Some agents will take on anything, believing that they can condition the client into the correct price range or method of sale or lease. That is a strategic decision that can be made individually however make the right decision based on what you see and know about the client. On a personal basis, I would not waste time with property owners that show little flexibility to prevailing market conditions.
Don't Waste Your TimeSome property owners can be a total waste of time as clients due to some or all of the following:
- Unrealistic expectations with price or rental
- Reluctance to commit to paying marketing funds as part of promoting their property
- Failure to be fully open and trusting with the agent working on their behalf
- Lack of flexibility when it comes to the method of sale or the method of lease
- A tendency to work with many agents in an open listing situation
- Lack of motivation when it comes to a property decision or negotiation
So we can take one of the most important issues here and review it has to strategy and approach. It is the factor of price. A property that is too highly priced is likely to stay on the market for a very long time.
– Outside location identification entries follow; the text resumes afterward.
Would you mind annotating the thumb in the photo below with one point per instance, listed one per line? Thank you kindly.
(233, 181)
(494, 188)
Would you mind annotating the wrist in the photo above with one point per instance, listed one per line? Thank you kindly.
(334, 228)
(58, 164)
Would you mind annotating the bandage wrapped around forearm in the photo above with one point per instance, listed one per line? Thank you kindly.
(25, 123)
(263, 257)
Within approximately 90 days the listing will become stale and old news. This does nothing for the image of the agent as a professional and expert in the local area.
To support your estimate of price range with the client, the following strategy is useful:
- Visit other properties in the local area currently available for sale or lease. Take the necessary photographs and get details of the asking price or rental. Also seek details of the existing time on market as it applies to each listing. The improvements in each property should be relatively similar to the existing listing.
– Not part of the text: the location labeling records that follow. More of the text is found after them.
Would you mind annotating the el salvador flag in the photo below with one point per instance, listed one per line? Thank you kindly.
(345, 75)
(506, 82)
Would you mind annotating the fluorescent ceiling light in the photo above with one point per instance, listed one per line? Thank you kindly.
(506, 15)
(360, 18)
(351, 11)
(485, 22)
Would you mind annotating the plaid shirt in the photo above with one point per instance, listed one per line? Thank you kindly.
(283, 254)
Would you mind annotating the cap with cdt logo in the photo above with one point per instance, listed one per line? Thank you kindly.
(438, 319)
- Put together a history of other properties that have been sold or leased in the local area over the last 12 months. In commercial property this can be a challenge due to the unique nature of property improvements and location. If this is the case, you will need to break the price analysis back to a factor of yield or return on investment.
- Go through your database to see if you have some qualified prospects waiting for a property of this type. They may be suitable for an early inspection in the property marketing process. They can also give you feedback relative to the existing property price or rental.
The best property listings today are taken on an exclusive basis for a lengthy period of time. That allows the agency and the relative salesperson to formulate and activate the correct marketing strategy.
The marketing of commercial and retail property today is not an experiment; it is a specialised process requiring careful strategy. Protect your time as a professional in the industry by listing appropriately to the existing market conditions.